На его щеках проступил блеклый румянец, и он поднялся, задрав подбородок и глядя поверх моего плеча, чтобы не встречаться со мной взглядом.

– Я молился об этом и пришел к выводу, что если эта немощь послана мне Господом, то будет неправильно пытаться что-то изменить.

Я подавила сильное желание тут же сказать: «Чушь и предрассудки!» – но это стоило мне немалых усилий.

– Присядьте, – сказала я, глубоко вдохнув. – И скажите мне, если вас не затруднит, почему вы думаете, что Господь желает, чтобы вы жили с изувеченной рукой.

Он посмотрел на меня, и в его взгляде смешались удивление и возмущение, –  Почему… Не мое это дело рассуждать о воле Господа!

– О, вот как? – мягко переспросила я. – А я думала, это именно то, чем вы занимались в прошлое воскресенье.
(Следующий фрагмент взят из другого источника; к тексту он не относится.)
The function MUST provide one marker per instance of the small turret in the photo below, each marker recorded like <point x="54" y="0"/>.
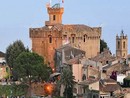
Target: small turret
<point x="55" y="14"/>
<point x="122" y="45"/>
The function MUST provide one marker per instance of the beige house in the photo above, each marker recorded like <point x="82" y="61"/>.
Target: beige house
<point x="109" y="88"/>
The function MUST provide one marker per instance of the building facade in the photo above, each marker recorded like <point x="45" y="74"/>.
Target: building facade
<point x="122" y="45"/>
<point x="55" y="34"/>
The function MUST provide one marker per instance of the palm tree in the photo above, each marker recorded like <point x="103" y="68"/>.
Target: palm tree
<point x="67" y="80"/>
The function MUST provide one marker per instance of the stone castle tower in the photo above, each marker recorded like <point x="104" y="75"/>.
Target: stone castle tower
<point x="55" y="34"/>
<point x="122" y="45"/>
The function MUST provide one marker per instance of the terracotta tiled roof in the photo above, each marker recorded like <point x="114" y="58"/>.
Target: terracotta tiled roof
<point x="87" y="82"/>
<point x="109" y="85"/>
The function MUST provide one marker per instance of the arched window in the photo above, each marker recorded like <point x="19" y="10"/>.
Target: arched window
<point x="124" y="44"/>
<point x="50" y="39"/>
<point x="118" y="44"/>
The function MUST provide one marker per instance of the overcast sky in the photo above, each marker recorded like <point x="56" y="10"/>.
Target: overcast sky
<point x="17" y="16"/>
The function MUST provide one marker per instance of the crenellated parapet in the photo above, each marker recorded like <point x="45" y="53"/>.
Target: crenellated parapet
<point x="55" y="10"/>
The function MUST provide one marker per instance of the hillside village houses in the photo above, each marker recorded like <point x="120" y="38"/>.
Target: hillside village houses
<point x="78" y="47"/>
<point x="97" y="75"/>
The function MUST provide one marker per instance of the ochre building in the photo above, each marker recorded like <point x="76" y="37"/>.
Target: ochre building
<point x="55" y="34"/>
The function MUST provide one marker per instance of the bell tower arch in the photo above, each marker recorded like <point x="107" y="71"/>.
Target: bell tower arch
<point x="122" y="45"/>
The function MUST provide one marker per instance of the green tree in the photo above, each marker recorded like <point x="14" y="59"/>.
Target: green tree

Или это не вы вопрошали, о чем это Он думал, позволив всем этим католикам множиться и процветать, подобно многоветвистому дереву?

Блеклый румянец стал не таким уж и блеклым.

– Уверен, что вы поняли меня превратно, мистрис Фрэзер. – Он еще сильнее выпрямил спину, так что стал даже немного отклоняться назад. – Как бы там ни было, ваша помощь мне не понадобится.

– Потому что я католичка? – спросила я, облокачиваясь на спинку стула и складывая руки на коленях перед собой. – Может, вы думаете, что я воспользуюсь вашей беспомощностью и тайком крещу вас по римскому обряду?

– Я крещен как положено! – огрызнулся он. – И буду благодарен, если вы оставите свои папистские взгляды при себе.

– У нас с Папой договоренность, – сказала я, отвечая на его взгляд таким же невозмутимым взглядом. – Я не выпускаю буллы по вопросам веры, а он не проводит операции. Теперь по поводу вашей руки…

– Воля Господа… – начал он упрямо.

– Это по воле Господа ваша корова свалилась в канаву в прошлом месяце и сломала ногу? – перебила его я. – Потому что если так, думаю, вы должны были оставить ее там умирать, вместо того чтобы звать на помощь моего мужа и потом позволить мне лечить бедное животное. Как она, кстати?

Упомянутая корова была видна мне из окна, она безмятежно паслась на краю лужайки перед домом, нисколько не потревоженная ни своим кормящимся теленком, ни шиной, которую я наложила на ее треснувшую берцовую кость.

– Она в порядке, благодарю вас. – Голос Кристи начал звучать немного придушенно, хотя ворот рубахи был распущен. – Это…

– Ну что ж, – сказала я. – Не думаете ли вы, что Господь считает, будто вы в меньшей степени заслуживаете помощи, чем ваша корова? Это вряд ли, особенно если вспомнить, что говорится в Библии о разных мелких пташках.